Overnight, a Palestinian Authority police cadet was shot dead in clashes between Palestinian rioters and Israeli troops during the demolition of a terrorist’s home in the northern West Bank city of Jenin in the predawn hours of Thursday morning.
A second man, a PA police officer, died later Thursday when he succumbed to his wounds after he was shot by Israeli troops in the West Bank city of Jenin in which the military said were unclear circumstances.
Small clashes between young Palestinians and Israeli security forces have intermittently taken place in some locations in the West Bank since the publication of Trump’s plan.

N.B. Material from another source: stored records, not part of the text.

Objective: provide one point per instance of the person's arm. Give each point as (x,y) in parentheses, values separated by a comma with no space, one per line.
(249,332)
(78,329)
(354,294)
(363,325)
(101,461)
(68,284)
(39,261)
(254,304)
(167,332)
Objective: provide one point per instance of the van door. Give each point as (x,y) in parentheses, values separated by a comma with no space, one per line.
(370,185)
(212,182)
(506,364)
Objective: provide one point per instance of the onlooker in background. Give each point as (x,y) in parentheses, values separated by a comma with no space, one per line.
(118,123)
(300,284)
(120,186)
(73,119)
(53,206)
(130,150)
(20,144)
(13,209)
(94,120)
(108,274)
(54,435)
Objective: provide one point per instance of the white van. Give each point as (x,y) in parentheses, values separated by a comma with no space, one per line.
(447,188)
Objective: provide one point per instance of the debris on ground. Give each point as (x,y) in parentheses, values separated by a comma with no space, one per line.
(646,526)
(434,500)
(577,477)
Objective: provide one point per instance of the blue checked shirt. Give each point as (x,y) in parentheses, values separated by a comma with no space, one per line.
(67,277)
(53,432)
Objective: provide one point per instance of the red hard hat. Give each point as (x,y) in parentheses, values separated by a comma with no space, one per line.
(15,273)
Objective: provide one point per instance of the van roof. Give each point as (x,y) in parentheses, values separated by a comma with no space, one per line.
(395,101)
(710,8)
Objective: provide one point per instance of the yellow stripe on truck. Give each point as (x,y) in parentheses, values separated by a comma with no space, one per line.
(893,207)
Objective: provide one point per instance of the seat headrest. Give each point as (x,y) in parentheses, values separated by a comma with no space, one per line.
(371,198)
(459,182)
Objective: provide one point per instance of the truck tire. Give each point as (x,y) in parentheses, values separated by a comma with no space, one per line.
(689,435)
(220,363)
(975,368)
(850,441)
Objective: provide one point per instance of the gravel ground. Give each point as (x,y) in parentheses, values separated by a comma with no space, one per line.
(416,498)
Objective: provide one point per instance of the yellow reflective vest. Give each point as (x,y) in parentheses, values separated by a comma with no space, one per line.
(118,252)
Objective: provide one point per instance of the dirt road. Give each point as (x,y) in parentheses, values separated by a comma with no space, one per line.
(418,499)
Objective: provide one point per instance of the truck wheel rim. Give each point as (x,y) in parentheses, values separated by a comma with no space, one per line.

Breaking with past US administrations, the plan envisions the creation of a Palestinian state in about 70 percent of the West Bank, a small handful of neighborhoods in East Jerusalem, most of Gaza and some areas of southern Israel — if the Palestinians recognize Israel as a Jewish state, disarm Hamas and other terror groups in the Gaza Strip, and fulfill other conditions.
The plan also allows Israel to annex settlements, grants the Jewish state sovereignty over the Jordan Valley and overriding security control west of the Jordan River, and bars Palestinian refugees from settling in Israel.
Both the PA and Hamas have vehemently rejected the initiative, with PA President Mahmoud Abbas calling it “the slap of the century.”
Times of Israel staff contributed to this report.